A Caron-led group was arrested at the end of May after assembling in a Tarrytown public park and denouncing John D. Rockefeller, Jr., as a murderer. Caron, ten other men and one woman (Rebecca Edelson, who stated that the only thing Rockefeller ever gave away for free was the oil used to burn women and children in their Ludlow tents) were charged with blocking traffic and holding a street meeting without a permit. They were scheduled for trial in July.

On Friday, July 3, political radicals (including anarchist editor Alexander Berkman) met at the anarchist Ferrer Center in New York City to plan demonstrations in support of Caron. A plot to bomb the Rockefeller estate may have been set in motion at the meeting.

At about 9:15 the next morning, July 4, the three upper stories of the seven-story building at 1626 Lexington Avenue, between 102nd and 103rd Streets, were turned to rubble in an explosion that witnesses compared to a "broadside from a battleship."

Windows along both sides of the street were shattered. Building debris and bits of human remains rained down on the neighborhood. Body parts were discovered on the roof of the Evangelical Lutheran Church at 103rd Street and Lexington.

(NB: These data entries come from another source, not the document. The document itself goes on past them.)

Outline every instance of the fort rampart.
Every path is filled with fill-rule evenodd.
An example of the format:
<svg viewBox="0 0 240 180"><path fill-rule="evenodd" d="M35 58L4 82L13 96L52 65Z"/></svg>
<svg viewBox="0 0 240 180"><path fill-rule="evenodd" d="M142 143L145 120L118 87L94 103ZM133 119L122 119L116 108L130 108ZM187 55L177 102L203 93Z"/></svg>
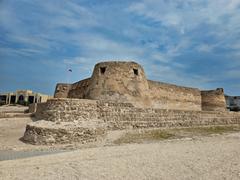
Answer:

Authorities, likely benefiting from some inside information, quickly identified Caron as one of those who died in the explosion. Also killed were Charles Berg (he was listed as a fatality even before his remains were discovered), Carl Hanson and Mrs. Marie Chavez. Reports indicated that seven people were seriously injured.

Editors Alexander Berkman and Carlo Tresca, Elizabeth Flynn of the Industrial Workers of the World (IWW) and Rebecca Edelson spoke to a crowd of 5,000 people assembled at Union Square on July 11 for a memorial to the bomb victims. Berkman did not deny that Caron and his associates were building a bomb to attack the Rockefeller estate, but he suggested that Rockefeller's "many murders" justified their action. "I say that death in such a cause, which is a cause directed against oppression and tyranny, makes of those who so die martyrs," Berkman said.

The Independence Day explosion on Lexington Avenue led to a series of violent exchanges between anarchist groups and law enforcement agencies that comprised America's first "War on Terror."

Sources:

  • "45 dead, 20 hurt, score missing, in strike war," New York Times, April 22, 1914, p. 7.
  • "The Ludlow camp horror," New York Times, April 23, 1914, p. 12.
  • "Saw militia fire tents," New York Times, April 20, 1914, p. 5.
  • "Swear militia fired tents," New York Times, May 2, 1914, p. 3.
  • "Sinclair mourners split by discord," New York Times, May 3, 1914, p. 3.
  • "Hear Colorado women," New York Times, May 24, 1914, p. 25.
  • "I.W.W. invades Tarrytown," New York Times, May 31, 1914, p. 12.
  • "I.W.W. bomb meant for Rockefeller kills four of its makers, wrecks tenement and injures many tenants," New York Times, July 5, 1914, p. 1.
  • "Find Berg's body in bomb wreckage," New York Times, July 6, 1914, p. 1.
  • "Plan big meeting for dead bomb men," New York Times, July 10, 1914, p. 18.
  • "5,000 at memorial to anarchist dead," New York Times, July 12, 1914, p. 3.
  • "Berkman interview arouses the police," New York Times, Feb. 17, 1915, p. 20.